For the month of February, gross domestic product fell by 0.1% month-on-month, missing expectations and reversing a 0.1% rise in January, data from the Office for National Statistics showed. Consensus had seen February's growth rate matching that of January.

The euro stood at USD1.0942 at the European equities close, up from USD1.0869 late Wednesday.

Meanwhile, European Central Bank President Christine Lagarde said it was vital the ministers hatch a plan big enough to meet the challenge, warning: "If not all countries are cured, the others will suffer."

European companies are also suffering under a public lockdown, which health experts say is vital to slow the virus' spread but has effectively frozen economic life.

Against the yen, the dollar was trading at JPY108.50, down from JPY108.80 late Wednesday.

Brent oil was quoted at USD33.18 a barrel at the London equities close, higher than from USD31.56 at the close on Wednesday, as a virtual meeting between OPEC and their allies to discuss production cuts gets underway.

Investors were hopeful Saudi Arabia and Russia could reach a new deal to cut oil output drastically in response to a collapse in global demand from the coronavirus.
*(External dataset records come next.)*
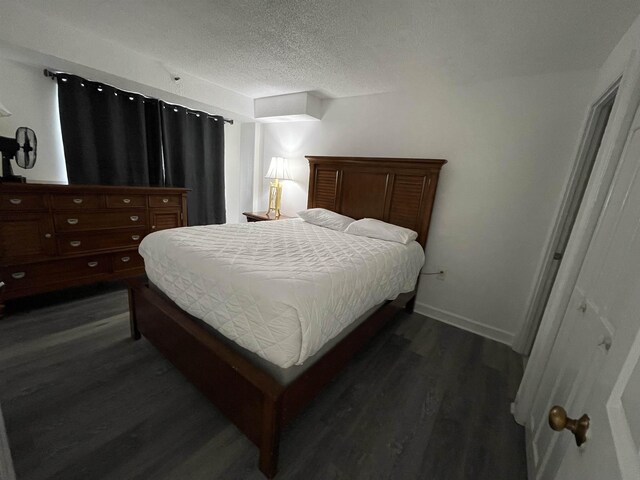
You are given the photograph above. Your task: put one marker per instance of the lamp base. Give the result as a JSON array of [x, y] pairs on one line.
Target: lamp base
[[275, 198]]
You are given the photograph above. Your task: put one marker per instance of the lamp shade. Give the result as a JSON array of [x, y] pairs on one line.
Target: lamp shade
[[3, 111], [278, 168]]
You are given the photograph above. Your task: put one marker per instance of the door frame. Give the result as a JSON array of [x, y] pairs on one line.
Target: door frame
[[542, 289], [613, 142]]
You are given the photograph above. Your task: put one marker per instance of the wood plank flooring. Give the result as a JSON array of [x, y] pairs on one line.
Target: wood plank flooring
[[83, 401]]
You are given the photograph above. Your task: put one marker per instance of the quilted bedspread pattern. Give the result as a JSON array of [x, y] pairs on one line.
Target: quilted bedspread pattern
[[280, 289]]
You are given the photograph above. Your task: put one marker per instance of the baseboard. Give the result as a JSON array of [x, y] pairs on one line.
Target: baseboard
[[464, 323]]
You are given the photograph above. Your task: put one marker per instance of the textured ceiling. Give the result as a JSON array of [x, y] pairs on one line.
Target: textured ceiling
[[354, 47]]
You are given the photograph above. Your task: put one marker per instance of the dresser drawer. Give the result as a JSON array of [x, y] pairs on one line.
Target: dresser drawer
[[37, 275], [26, 236], [159, 201], [19, 201], [73, 243], [74, 222], [75, 202], [127, 261], [126, 201]]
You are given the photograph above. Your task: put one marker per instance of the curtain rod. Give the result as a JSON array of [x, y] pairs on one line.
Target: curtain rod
[[54, 75]]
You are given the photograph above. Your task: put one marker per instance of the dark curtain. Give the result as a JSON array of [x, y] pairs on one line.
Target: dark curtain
[[111, 137], [193, 147]]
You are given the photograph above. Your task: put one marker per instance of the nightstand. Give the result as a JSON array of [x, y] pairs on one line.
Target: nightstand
[[262, 217]]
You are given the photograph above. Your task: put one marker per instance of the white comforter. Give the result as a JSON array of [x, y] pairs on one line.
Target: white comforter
[[280, 289]]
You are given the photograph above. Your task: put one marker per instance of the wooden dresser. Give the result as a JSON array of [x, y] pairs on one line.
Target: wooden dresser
[[58, 236]]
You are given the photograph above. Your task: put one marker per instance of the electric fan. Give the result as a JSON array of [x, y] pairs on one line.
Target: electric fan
[[24, 148]]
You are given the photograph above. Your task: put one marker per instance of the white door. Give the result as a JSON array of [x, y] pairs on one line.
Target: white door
[[594, 366]]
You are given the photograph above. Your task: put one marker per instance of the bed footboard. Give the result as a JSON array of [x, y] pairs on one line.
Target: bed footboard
[[250, 398], [253, 400]]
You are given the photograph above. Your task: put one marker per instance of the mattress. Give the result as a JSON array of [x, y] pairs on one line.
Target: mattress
[[279, 289]]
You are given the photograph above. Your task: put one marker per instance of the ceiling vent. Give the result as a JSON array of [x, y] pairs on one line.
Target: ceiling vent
[[293, 107]]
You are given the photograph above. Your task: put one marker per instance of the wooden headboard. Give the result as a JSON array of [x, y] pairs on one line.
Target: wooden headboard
[[395, 190]]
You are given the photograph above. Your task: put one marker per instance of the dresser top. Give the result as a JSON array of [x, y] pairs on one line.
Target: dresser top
[[59, 188]]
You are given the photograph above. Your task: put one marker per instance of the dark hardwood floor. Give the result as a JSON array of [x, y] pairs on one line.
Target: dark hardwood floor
[[83, 401]]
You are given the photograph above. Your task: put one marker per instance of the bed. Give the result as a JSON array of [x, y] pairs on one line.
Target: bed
[[263, 388]]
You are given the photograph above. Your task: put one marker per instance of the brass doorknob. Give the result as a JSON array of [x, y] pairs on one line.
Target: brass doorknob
[[558, 421]]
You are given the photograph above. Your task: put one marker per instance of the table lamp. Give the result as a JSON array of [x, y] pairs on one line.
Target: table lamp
[[3, 111], [278, 170]]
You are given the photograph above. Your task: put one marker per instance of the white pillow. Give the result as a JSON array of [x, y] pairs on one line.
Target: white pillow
[[326, 218], [369, 227]]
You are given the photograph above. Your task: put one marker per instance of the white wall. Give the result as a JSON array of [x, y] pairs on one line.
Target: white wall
[[614, 65], [32, 100], [509, 144]]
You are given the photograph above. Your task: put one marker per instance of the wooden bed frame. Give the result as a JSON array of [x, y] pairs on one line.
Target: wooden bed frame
[[396, 190]]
"As the OPEC + virtual meeting kicks off, oil prices extended their gains after reports that Russia and Saudi Arabia have reached a deal on deep oil cuts and that OPEC ++ are talking about cuts as large as 20 million barrels per day. As is with every OPEC meeting, many plot twists are to be expected. It is clear no one wants to be short going into this meeting, but they might be ready to fade any major rally," said OANDA market analyst Edward Moya.

Gold was quoted at USD1,677.77 an ounce at the close, up from USD1,650.50 late Wednesday.

The economic events calendar on Friday has China inflation readings overnight.

Financial markets in the UK will be closed on Friday and will reopen on Tuesday in observance of the Easter holiday.